At this time, there is no new guidance on the timing for the SBA to honor its guaranty. The procedural notice notes that the SBA will pay interest through the payment deferral period plus up to 120 days of additional interest due to payment default. This might indicate that the SBA intends to process these requests within 120 days.

Per the procedural notice, the SBA's guaranty will expire 180 days after the maturity of the loan. This might present problems in some bankruptcy proceedings, as it is possible that a bankruptcy reorganization plan might not be confirmed until more than 180 days after the loan maturity date.

What if a borrower files an application for forgiveness?

It is possible that a borrower may file an application for forgiveness after the lender has requested a guaranty purchase. In that case, the lender is obligated to process the forgiveness application. If the SBA has not yet completed the guaranty purchase and charge-off, the lender must immediately withdraw the request and not re-submit it until after the SBA completes its forgiveness review. If the SBA has already completed the purchase and charge-off, the lender must still process the forgiveness application, but the SBA will not remit a forgiveness payment to the lender, and instead will apply the forgiveness amount to reduce the borrower's outstanding loan amount.

What if a lender receives a payment from a borrower after the purchase?

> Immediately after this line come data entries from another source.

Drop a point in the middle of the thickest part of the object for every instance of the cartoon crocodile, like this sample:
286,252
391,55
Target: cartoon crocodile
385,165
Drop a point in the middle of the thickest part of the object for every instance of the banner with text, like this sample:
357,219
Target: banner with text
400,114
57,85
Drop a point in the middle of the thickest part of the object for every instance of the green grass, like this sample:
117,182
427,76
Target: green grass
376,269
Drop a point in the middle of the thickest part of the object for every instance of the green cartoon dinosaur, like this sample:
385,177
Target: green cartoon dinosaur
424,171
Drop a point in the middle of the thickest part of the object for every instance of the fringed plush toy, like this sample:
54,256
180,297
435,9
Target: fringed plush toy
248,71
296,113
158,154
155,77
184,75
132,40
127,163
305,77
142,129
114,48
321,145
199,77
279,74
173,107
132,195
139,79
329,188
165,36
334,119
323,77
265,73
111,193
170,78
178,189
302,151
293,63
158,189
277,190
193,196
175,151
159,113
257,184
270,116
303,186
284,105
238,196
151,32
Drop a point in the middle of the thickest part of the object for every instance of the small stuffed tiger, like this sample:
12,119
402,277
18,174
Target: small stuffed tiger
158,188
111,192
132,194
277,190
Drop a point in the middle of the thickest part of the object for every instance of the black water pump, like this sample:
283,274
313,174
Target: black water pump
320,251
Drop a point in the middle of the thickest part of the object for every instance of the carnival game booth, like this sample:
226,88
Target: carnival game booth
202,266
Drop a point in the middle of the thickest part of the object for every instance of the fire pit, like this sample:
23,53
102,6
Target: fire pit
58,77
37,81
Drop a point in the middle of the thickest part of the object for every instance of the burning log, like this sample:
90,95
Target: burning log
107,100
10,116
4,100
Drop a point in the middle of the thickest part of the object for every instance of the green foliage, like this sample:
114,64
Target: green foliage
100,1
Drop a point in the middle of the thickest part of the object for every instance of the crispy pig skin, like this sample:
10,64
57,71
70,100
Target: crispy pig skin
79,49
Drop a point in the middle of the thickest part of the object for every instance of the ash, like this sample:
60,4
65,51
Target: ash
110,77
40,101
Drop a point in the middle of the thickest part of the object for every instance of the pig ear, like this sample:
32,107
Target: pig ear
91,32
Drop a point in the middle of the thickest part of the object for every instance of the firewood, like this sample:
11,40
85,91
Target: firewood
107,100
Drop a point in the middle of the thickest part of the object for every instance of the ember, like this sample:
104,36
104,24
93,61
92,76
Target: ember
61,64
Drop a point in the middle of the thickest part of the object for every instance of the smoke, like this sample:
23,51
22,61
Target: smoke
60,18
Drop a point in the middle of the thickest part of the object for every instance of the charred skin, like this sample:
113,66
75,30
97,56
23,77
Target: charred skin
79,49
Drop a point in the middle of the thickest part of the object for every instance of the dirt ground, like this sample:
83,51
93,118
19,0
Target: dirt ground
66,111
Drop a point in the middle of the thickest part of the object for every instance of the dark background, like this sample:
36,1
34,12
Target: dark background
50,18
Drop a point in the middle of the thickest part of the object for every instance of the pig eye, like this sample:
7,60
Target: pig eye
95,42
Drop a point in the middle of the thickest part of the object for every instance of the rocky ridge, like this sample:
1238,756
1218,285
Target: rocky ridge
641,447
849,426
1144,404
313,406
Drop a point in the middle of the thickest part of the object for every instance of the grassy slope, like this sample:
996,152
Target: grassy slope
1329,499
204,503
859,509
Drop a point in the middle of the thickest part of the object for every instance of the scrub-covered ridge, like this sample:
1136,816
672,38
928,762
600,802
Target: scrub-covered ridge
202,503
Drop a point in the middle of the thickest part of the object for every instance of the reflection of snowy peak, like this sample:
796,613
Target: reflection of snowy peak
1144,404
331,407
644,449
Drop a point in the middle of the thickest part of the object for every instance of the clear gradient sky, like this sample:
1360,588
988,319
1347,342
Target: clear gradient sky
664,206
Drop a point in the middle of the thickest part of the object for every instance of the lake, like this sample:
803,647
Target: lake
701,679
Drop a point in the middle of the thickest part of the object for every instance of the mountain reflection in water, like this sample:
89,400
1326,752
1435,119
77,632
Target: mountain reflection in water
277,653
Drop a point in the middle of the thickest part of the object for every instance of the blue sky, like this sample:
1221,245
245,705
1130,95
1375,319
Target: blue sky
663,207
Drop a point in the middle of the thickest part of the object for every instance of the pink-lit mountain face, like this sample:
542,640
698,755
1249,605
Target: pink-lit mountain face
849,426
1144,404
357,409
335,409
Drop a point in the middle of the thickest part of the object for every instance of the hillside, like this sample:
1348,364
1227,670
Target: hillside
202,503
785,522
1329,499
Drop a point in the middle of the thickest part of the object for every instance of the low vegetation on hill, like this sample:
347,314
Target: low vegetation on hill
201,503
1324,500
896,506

A lender may receive payments from or on behalf of a borrower after the SBA completes the guaranty purchase and charge-off. This could happen, for example, not only in a bankruptcy proceeding but also in a probate proceeding, other proceedings, or voluntarily. In that happy event, the lender is required to remit such payments to the SBA utilizing Pay.Gov.

What if a lender suspects fraud?

The procedural notice directs a lender to report fraud, waste or abuse to the Office of Credit Risk Management and to the Office of the Inspector General. However, it gives no guidance on processing an application for forgiveness when fraud is suspected, let alone when a lender may request the SBA for a purchase guaranty and charge-off.